I belong to quite a few writing-related loops (or whatever they're called now), not that I read all of them regularly. But I enjoy keeping tabs on what other people are doing, which gives me some insight into what other writers believe are the most current and best marketing tools in this very competitive and quickly-changing business of writing and publishing.
But a week ago I read one post that rocked me, although I suppose it was inevitable: a writer has set up an account on Kickstarter to pay for the production of his next book. Yes, he want his "friends" to subsidize the design, printing, marketing and promotion for his latest book. He offers a menu of rewards for the investment.
Now, this is a writer (who I don't know personally and will not name) is not a novice. He published two books (both mysteries) less than a decade ago, and he has published two more since as ebooks only. He admits they were modestly successful, and received some positive reactions from reviewers—things we all hope for.

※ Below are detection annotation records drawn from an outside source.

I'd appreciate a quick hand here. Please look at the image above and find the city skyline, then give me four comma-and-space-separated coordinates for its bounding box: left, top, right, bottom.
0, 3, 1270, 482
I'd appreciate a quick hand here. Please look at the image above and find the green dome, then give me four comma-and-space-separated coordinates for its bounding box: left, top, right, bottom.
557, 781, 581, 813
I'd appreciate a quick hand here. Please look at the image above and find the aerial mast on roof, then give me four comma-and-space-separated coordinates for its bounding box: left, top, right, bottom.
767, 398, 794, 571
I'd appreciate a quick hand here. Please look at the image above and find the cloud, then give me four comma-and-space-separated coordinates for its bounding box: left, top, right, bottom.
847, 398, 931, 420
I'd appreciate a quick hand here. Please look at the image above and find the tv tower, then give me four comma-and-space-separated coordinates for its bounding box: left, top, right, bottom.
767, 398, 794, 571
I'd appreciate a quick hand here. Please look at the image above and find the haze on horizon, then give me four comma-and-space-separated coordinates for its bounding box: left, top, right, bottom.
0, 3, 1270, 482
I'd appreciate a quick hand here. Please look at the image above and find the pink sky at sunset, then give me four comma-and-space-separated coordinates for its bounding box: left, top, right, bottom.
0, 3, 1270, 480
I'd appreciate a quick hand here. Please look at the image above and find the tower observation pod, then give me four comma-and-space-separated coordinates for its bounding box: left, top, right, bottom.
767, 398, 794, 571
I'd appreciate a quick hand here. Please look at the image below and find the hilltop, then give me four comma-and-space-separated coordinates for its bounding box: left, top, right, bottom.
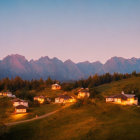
1, 77, 140, 140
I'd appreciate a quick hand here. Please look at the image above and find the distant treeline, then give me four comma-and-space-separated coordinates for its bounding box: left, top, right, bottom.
0, 71, 140, 92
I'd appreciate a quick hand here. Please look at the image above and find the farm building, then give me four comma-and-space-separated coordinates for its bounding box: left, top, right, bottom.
15, 105, 27, 113
77, 88, 90, 99
52, 84, 61, 90
34, 96, 45, 104
106, 92, 138, 105
0, 92, 16, 98
55, 95, 75, 103
12, 98, 28, 107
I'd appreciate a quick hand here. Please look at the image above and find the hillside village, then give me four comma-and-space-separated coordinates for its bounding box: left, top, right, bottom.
0, 76, 140, 139
0, 81, 138, 114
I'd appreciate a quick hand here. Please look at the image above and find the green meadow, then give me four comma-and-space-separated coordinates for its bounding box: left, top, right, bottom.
0, 77, 140, 140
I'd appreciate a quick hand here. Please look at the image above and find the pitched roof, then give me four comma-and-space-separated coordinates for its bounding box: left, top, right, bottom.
107, 93, 135, 100
12, 98, 27, 102
16, 105, 27, 109
34, 95, 45, 99
58, 94, 72, 100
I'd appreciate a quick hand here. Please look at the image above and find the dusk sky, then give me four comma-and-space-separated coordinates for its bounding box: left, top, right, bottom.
0, 0, 140, 63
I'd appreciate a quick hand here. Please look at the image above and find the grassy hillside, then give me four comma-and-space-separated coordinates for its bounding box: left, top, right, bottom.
0, 78, 140, 140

But now he's ready to quit his day job and try a different strategy for his new thriller, and he wants his past/future readers to finance it. And he thinks this will give him more exposure and reach than either finding a traditional publisher or publishing it directly himself. He wants the money up front to pay for marketing, copy editing, book design, formatting, printing, audio, website updates, launch parties and a tour.
This person wants to raises $18,000 through Kickstarter for all of the above expenses. Please wait until I stop laughing.

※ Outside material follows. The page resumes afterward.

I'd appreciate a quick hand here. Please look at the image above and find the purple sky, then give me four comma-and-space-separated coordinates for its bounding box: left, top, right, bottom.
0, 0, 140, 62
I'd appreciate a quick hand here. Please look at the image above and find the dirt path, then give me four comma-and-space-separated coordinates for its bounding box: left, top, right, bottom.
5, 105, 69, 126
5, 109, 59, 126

Now, I consider myself a modestly successful writer. I have something like 15 books out there, two of which were NYT bestsellers. I've been writing full time for nearly a decade now. And $18,000 exceeds my personal promotional budget for all my books in a given year—and for the past few years I've published three or four each year. Heck, it exceeds most of my net annual income from writing over the past few years. Yes, my publishers cover a lot of the tasks on that list above, which are not free—and they take a hefty cut of the sales proceeds to cover them. Do those numbers add up? I have no idea, but they come with the package of being published by a major publisher, who gets my books into a lot of bookstores.

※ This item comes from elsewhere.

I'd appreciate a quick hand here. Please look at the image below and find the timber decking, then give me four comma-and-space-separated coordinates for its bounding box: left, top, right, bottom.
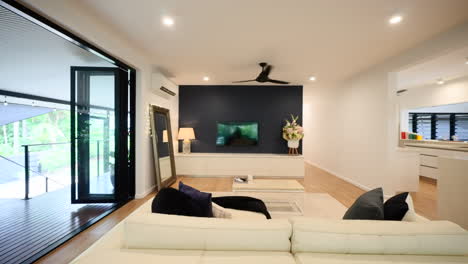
0, 187, 115, 264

But I manage my own website; I produce my own newsletter; I buy ads in appropriate publications; I travel to conferences (with promotional materials that I design and pay for myself) and library and bookstore signings. I have never had a formal launch party, and I certainly haven't gone on a sponsored tour (my main publisher seems to reserve those only for the famous and well-established authors in its stable). My publisher does not pay for any of these—I do. I don't expect strangers to pick up the tab.
Is this author naïve? Arrogant? Does he have a lot of friends with deep pockets? (Apparently he's already found one who was willing to pony up $1,000, the top sum, although it could be his mother.) I suppose he thinks it's worth a try, and it's an interesting experiment. I will watch to see how well he does.
But I'm still troubled by the overall tenor of his pitch. He considers $18,000 a "lean and mean" (his words) budget for this. He's willing to let his backers do the editing for him if they chip in at least $80. That sounds like a recipe for disaster to me—editing by committee is never a good idea. As far as I know, neither splashy (expensive) launch parties nor national book tours are standard for a mid-list (at best) author.
If this author went the traditional route, he would need to sell a whole lot of copies to earn $18,000. Yes, the publisher would earn more. I think I'm missing part of the equation here. Maybe I'm just too mired in the traditional way of doing things. (As an aside, I think Kickstarter is a great concept and can do a lot of good—I just don't see how it fits here.)
What do you think? Is this the wave of the future, or a waste of time?